Kunci waktu dalam memahami mikrobioma tanaman – Sains Terkini

Peneliti Oregon State University telah membuat kemajuan kunci dalam memahami bagaimana waktu berdampak pada cara mikroorganisme menjajah tanaman, suatu langkah yang dapat memberikan petani alat penting untuk meningkatkan produksi pertanian.

Temuan yang dipublikasikan di jurnal Biologi Saat Ini, akan membantu para ilmuwan lebih memahami mikrobioma tanaman, yang terdiri dari ratusan ribu mikroorganisme yang hidup di dalam dan di tanaman dan berkontribusi terhadap kesehatan dan produktivitas mereka.

Sementara para ilmuwan telah mempelajari mikroba yang hidup di tanaman selama beberapa dekade, itu hanya terjadi dalam 10 tahun terakhir atau lebih sehingga kemajuan dalam teknologi pengurutan DNA memungkinkan untuk mengkarakterisasi keragaman mikrobiom tanaman yang tak terlihat dengan lebih presisi. Lonjakan dalam penelitian yang melibatkan microbiome tanaman bertepatan dengan lonjakan dalam penelitian yang melibatkan microbiome manusia dan perannya dalam kesehatan manusia dan penyakit.


Memahami bagaimana mikrobioma tanaman penting karena beberapa mikroorganisme bermanfaat dan yang lain berbahaya bagi tanaman. Beberapa faktor yang membentuk komposisi mikrobiom dapat diprediksi, seperti kelembaban relatif lingkungan, atau ketebalan lapisan sel protektif pada permukaan daun.

Namun, banyak variasi dalam komposisi microbiome tetap tidak dapat dijelaskan. Penelitian Negara Bagian Oregon, dipimpin oleh Posy Busby, asisten profesor di Departemen Botani dan Patologi Tumbuhan, dan Devin Leopold, seorang rekan pascadoktoral di labnya, mengungkap beberapa misteri itu.

Dalam studi ini, Busby dan Leopold mengeksplorasi satu proses yang mungkin berkontribusi pada variasi yang tidak dapat dijelaskan ini: urutan mikroorganisme yang berkoloni di dalam tanaman.

Penelitian ini unik karena mereka mempelajari tanaman dengan latar belakang genetik yang berbeda, dalam hal ini pohon kapas hitam dikumpulkan di seluruh Cascade Range di Pacific Northwest, dan juga mengekspos tanaman tersebut pada karat daun, jamur penyebab penyakit.

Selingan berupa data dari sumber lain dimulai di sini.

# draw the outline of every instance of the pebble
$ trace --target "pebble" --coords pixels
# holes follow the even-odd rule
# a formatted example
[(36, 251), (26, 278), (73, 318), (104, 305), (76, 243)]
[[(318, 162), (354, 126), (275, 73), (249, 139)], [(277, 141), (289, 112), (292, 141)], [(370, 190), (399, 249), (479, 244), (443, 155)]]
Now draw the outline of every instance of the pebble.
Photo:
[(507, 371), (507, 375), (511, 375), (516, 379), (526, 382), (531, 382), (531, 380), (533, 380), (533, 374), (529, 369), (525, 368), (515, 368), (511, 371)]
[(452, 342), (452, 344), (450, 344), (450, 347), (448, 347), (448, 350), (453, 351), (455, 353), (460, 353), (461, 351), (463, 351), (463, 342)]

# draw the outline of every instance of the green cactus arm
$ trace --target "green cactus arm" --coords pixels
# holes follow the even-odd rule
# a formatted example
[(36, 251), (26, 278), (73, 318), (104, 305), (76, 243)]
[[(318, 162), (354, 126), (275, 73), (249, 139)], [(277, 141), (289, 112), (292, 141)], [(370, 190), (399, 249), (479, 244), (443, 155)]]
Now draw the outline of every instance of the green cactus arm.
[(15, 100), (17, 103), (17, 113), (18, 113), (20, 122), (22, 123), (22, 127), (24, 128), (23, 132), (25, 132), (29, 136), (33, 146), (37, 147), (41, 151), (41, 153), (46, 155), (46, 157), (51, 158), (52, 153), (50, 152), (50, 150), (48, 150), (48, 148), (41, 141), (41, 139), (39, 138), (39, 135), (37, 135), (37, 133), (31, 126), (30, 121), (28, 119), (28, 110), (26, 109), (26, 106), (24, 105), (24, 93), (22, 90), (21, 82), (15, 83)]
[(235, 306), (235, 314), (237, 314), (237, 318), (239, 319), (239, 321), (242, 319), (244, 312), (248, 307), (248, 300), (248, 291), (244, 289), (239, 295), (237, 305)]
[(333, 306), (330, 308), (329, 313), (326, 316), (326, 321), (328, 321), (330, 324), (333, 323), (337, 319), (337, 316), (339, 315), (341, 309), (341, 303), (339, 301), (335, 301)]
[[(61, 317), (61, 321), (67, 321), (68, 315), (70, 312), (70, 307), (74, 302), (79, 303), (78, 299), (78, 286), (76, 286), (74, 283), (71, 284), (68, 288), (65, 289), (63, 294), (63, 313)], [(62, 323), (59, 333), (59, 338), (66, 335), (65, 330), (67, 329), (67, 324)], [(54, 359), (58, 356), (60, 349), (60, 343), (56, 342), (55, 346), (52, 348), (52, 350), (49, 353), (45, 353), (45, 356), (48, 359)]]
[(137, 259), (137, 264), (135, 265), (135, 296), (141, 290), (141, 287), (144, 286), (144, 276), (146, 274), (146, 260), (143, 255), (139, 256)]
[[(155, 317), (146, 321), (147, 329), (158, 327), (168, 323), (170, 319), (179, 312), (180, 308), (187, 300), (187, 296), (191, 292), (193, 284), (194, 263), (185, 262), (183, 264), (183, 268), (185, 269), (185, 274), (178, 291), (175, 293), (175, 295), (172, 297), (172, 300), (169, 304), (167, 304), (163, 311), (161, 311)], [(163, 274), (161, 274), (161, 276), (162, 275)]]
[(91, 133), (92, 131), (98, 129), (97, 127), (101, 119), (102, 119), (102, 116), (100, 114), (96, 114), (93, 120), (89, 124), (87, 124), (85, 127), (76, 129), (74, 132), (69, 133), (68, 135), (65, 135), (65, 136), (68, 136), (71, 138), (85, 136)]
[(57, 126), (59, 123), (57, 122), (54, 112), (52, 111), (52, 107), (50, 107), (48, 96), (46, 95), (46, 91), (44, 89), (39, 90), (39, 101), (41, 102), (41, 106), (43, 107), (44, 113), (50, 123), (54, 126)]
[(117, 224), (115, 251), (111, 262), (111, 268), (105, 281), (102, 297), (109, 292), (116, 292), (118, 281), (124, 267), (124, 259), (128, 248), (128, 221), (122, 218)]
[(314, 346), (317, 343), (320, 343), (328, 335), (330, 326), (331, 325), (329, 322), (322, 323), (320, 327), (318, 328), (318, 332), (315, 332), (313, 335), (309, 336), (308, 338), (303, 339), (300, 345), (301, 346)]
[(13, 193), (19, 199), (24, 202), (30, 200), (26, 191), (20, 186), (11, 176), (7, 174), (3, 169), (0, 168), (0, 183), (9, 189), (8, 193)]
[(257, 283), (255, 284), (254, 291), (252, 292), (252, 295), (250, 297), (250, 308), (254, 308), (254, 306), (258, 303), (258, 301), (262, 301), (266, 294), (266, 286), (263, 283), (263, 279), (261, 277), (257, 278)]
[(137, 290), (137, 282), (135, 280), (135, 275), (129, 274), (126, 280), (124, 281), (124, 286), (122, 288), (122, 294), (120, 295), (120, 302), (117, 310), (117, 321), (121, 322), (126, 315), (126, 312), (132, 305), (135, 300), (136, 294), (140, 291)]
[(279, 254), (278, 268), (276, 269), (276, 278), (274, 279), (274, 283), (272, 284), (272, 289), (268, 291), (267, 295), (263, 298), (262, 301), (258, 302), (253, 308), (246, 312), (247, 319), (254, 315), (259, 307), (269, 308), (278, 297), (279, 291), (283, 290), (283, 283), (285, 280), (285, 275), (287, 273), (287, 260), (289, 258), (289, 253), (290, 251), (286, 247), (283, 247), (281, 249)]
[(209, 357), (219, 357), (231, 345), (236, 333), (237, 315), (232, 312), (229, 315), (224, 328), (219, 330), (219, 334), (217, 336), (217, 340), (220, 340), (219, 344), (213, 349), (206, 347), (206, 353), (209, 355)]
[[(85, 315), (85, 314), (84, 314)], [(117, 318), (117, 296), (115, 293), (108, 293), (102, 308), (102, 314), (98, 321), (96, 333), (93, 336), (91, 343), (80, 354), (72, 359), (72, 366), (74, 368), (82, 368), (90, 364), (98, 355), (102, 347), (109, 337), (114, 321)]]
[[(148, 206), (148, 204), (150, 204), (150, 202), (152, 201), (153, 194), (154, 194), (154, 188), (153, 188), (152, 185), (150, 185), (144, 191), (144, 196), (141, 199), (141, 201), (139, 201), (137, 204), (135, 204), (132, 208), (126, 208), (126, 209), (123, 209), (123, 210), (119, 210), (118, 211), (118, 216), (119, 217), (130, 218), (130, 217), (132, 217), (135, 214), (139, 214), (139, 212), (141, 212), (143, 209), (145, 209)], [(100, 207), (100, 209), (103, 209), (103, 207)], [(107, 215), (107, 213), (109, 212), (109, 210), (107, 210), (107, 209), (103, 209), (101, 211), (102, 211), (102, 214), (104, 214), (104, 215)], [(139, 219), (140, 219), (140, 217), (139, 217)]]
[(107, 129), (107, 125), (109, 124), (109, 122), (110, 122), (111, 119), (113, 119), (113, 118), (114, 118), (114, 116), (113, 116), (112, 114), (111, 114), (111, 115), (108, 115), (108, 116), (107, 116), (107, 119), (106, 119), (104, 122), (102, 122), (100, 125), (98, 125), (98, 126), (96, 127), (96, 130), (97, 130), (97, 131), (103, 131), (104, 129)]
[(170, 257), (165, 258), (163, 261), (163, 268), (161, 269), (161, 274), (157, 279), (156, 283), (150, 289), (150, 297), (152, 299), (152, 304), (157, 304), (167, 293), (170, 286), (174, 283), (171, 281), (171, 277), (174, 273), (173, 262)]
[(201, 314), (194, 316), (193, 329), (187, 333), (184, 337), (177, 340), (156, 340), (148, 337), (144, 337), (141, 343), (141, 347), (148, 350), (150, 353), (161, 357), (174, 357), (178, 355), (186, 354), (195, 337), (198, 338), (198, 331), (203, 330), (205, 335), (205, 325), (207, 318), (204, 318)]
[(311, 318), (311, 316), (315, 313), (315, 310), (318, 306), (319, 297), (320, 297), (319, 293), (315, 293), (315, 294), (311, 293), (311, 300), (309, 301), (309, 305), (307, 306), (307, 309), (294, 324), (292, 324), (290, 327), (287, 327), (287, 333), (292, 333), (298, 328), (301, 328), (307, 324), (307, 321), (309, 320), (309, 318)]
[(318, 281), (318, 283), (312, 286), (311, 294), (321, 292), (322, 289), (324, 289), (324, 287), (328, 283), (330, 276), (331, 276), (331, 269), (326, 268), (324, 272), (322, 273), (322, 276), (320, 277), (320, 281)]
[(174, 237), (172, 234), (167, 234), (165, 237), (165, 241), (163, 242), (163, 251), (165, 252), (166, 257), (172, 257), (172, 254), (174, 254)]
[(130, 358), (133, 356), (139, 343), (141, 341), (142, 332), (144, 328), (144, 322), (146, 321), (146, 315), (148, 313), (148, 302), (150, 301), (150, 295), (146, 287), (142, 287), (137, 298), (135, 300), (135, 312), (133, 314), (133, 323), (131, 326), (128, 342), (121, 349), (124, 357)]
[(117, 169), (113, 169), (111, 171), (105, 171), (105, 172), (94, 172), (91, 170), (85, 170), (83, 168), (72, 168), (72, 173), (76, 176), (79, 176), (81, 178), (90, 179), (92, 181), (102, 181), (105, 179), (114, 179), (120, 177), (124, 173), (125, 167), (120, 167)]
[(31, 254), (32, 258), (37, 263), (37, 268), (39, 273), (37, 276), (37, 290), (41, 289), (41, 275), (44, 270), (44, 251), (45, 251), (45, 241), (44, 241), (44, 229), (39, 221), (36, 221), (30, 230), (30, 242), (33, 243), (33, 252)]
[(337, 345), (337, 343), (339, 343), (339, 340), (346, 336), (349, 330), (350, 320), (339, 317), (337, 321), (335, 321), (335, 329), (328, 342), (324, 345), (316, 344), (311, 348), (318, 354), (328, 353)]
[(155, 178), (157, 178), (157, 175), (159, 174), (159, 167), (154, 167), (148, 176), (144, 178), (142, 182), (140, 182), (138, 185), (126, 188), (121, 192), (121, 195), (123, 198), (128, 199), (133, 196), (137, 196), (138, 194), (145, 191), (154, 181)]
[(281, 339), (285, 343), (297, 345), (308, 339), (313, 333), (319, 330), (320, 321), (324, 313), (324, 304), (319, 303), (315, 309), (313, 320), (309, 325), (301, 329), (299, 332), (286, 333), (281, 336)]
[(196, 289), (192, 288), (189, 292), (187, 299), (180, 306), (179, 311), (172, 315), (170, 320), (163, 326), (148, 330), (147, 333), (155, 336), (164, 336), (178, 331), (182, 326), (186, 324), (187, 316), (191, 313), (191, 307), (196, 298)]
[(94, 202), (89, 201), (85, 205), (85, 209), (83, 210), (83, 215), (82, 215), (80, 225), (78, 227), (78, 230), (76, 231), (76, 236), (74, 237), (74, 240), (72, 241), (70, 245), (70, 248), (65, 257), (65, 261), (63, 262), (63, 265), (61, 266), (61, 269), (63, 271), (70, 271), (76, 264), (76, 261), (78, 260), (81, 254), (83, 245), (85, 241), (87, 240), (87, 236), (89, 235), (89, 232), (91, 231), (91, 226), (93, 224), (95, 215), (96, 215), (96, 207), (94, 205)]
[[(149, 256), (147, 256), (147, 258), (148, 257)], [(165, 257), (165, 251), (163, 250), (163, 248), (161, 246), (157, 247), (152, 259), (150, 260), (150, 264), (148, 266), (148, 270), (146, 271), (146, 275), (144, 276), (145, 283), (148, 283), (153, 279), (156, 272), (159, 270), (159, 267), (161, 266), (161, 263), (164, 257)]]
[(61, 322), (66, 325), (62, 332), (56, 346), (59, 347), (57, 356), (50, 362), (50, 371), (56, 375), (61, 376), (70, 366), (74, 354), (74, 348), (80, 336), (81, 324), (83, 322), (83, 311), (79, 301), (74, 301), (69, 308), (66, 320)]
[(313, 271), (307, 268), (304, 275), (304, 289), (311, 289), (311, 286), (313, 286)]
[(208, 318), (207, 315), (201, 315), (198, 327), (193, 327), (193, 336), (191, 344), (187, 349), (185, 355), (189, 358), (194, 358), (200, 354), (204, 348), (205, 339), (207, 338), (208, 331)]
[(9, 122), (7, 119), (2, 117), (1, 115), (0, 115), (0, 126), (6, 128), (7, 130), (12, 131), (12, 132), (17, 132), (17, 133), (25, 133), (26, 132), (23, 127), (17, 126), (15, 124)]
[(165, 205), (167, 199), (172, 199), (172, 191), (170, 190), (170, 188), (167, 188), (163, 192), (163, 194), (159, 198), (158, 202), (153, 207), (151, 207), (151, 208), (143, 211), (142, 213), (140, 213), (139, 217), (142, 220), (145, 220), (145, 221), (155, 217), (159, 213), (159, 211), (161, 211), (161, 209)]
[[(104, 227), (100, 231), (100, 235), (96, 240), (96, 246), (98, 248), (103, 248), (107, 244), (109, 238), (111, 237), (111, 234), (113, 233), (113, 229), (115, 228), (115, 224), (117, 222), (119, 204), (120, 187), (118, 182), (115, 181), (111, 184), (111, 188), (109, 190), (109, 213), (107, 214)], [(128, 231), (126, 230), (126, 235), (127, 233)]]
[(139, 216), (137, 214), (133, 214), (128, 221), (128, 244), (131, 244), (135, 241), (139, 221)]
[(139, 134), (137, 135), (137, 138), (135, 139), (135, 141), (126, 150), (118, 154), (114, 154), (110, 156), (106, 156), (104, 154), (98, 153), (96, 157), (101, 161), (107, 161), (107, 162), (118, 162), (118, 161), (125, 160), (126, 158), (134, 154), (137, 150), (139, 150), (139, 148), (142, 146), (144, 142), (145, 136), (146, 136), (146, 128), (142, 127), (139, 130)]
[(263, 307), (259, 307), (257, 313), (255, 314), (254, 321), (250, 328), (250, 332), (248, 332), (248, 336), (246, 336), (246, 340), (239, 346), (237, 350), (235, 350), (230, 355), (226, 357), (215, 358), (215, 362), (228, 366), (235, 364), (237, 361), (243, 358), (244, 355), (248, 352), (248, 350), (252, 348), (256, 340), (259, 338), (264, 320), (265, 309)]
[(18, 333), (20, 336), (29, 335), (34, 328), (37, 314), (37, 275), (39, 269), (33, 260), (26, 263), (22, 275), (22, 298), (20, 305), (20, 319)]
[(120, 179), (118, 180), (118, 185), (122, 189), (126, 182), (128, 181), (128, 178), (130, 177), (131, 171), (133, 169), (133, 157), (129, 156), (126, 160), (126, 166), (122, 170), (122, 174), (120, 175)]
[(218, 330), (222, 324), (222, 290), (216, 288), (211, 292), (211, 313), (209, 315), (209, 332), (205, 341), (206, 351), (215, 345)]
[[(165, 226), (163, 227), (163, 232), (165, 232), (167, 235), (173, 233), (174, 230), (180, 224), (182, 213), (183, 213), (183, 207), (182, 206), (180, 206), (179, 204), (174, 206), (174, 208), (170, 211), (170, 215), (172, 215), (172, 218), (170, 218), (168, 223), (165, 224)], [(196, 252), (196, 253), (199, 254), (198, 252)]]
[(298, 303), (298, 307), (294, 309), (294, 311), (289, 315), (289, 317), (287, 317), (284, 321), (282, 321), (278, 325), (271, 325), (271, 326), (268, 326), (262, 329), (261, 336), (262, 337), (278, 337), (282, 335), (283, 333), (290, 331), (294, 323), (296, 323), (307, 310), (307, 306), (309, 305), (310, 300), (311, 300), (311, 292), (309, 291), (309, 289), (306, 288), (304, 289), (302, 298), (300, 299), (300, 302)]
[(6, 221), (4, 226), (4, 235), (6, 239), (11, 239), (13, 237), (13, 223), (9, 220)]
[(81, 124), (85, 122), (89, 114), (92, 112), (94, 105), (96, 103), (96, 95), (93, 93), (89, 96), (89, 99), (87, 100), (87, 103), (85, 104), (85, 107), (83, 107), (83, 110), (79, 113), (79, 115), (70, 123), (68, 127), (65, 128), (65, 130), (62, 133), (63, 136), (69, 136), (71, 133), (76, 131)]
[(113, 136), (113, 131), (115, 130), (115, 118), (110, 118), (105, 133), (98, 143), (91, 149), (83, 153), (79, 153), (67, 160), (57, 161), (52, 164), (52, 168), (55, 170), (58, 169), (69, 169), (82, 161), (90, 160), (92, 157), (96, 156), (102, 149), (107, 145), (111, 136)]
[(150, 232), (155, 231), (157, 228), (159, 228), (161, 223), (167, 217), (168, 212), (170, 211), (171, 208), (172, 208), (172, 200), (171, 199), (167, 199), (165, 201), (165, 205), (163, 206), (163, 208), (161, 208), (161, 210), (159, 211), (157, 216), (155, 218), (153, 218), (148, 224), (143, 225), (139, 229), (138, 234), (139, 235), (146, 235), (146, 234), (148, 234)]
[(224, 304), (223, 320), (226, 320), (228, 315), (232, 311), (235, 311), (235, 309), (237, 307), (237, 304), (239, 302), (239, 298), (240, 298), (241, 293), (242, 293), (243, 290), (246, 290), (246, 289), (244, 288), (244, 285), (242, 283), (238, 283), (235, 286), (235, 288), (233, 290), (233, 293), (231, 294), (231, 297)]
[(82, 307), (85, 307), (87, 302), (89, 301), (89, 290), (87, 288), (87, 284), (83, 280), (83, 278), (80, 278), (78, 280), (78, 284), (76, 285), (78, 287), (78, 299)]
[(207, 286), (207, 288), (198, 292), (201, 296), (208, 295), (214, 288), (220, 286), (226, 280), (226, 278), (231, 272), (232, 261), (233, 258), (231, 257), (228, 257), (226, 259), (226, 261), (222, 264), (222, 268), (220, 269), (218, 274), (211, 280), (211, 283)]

Mereka menemukan bahwa urutan mikroorganisme mencapai tanaman memiliki dampak signifikan pada komposisi mikrobiom dan seberapa rentan tanaman terhadap penyakit. Selain itu, para peneliti menemukan bahwa variasi acak dalam urutan kedatangan mikroorganisme ini mungkin lebih penting bagi tanaman yang sangat rentan terhadap penyakit, yang belum mengembangkan strategi pertahanan efektif mereka sendiri.

Petani memiliki sejarah panjang dalam menerapkan mikroorganisme yang bermanfaat untuk tanaman. Penelitian ini memberi mereka lebih banyak informasi tentang kultivar tanaman mana yang paling cocok untuk biokontrol mikroba, dan cara perawatan waktu terbaik untuk mencegah penyakit pada tanaman.


"Harapan kami adalah bahwa temuan kami akan diterjemahkan ke dalam alat untuk memerangi penyakit tanaman yang tidak terbatas hanya menanam kultivar tahan penyakit," kata Busby. "Karena menjaga keanekaragaman dalam tanaman kita adalah penting untuk keberlanjutan jangka panjang dari sistem pertanian kita."

Penelitian ini didukung oleh Kantor Penelitian Biologi dan Lingkungan Departemen Energi A.S dan Departemen Botani dan Patologi Tumbuhan OSU di Sekolah Tinggi Ilmu Pertanian.

Referensi:

Material disediakan oleh Universitas Negeri Oregon. Asli ditulis oleh Sean Nealon. Catatan: Konten dapat diedit untuk gaya dan panjangnya.

You may also like...

Leave a Reply

This site uses Akismet to reduce spam. Learn how your comment data is processed.